Saturday, July 18, 2015

Part Two: Annya's Story

This is Part Two of a series, and if you haven't yet read Part One, I suggest you start there.
In the first post, I shared with you the story of my first dog, Tessie. Today's post will be quite a bit less tragic, but no less important in the telling of the story I'm offering to you.

Part Two: Annya's Story

I convinced my dad to allow me to get Annya in the winter of 2008. She was about three years old at the time, and her previous family no longer wanted her. The day we took her home, we were warned that she needed to eat only a certain type of food, otherwise she would get sick. Being the stubborn person that I am, I decided to give Annya some of Tessie's food, just to test it. Lo and behold, the original owners were correct, and Annya did indeed get sick. Little did I know that this was the start of a long and unending journey in the discovery of the best types of food for my dear Annya.

For the next five years, I continued feeding Annya the same brand of food that her original owners fed her. During that time, and even now, there have been several periods of time where Annya develops digestive issues for several days in a row, resulting in extremely loose bowels, lack of appetite, and occassional vomiting. Until recently, I'd always thought that she had gotten into some food that didn't sit well in her stomach, or that it was just some sort of stomach bug that work work its way out of her system on it's own. I didn't know how wrong I was.

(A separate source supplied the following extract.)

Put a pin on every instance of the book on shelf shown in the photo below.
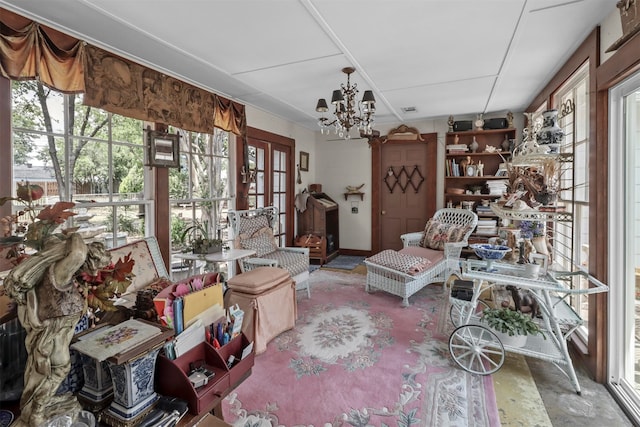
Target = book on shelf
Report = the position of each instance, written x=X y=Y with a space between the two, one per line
x=457 y=147
x=557 y=208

When I switched Tessie to grain-free food, I had to switch Annya's food as well. Luckily, the switch didn't seem to be an issue for Annya, as the food was an upgrade in quality for her. She did well with the change, the diarrhea and vomiting became much less frequent, and for that I was grateful.

Despite the change to a slightly higher quality grain-free food, all has not been well for Annya. In the last four years, there have been a few days where Annya spent anywhere from an hour to three hours having small cluster seizures.

The first time these happened, I happened to at my boyfriend's (Now husband) house when I got a call from my parents. Annya had come in from the backyard and was acting strange for a few minutes before she had starting seizing. The seizures lasted for about an hour in total that day, with small periods of normality interspersed between seizures. By the time I got to the house, they were almost over, and I only witnessed a couple small seizures. I watched her carefully over the next several hours, but nothing else happened. Once the seizures stopped, it only took Annya about ten minutes to return to normal. She shakily stood up, walked around a bit, took a small drink of water, and then returned to lay down by my side for the rest of the night. My parents had figured that she might've hit her head (Very typical of Annya. She often miscalculates where and how large her head is.) while playing outside with Tessie, and we all cautiously dismissed the strange occurrence.

The next episode didn't happen until almost two years later. It was a normal day, I was at home with Annya and she had been napping on her bed. She woke up, stretched, walked into the kitchen to get a drink of water, and one of her back legs gave out. At first I thought she had slipped on a little puddle of water on the kitchen floor. She walked out of the kitchen on unsteady legs, and sat, then flopped over on the ground in the dining room. This time I knew what I was seeing, and I rushed over to her as her legs began twitching. Again, the individual seizures would last between two and ten minutes each, with  only short periods between them. This episode only lasted for about 45 minutes, totaling about 6 seizures. She recovered quickly, and within half an hour it was as if nothing had happened at all.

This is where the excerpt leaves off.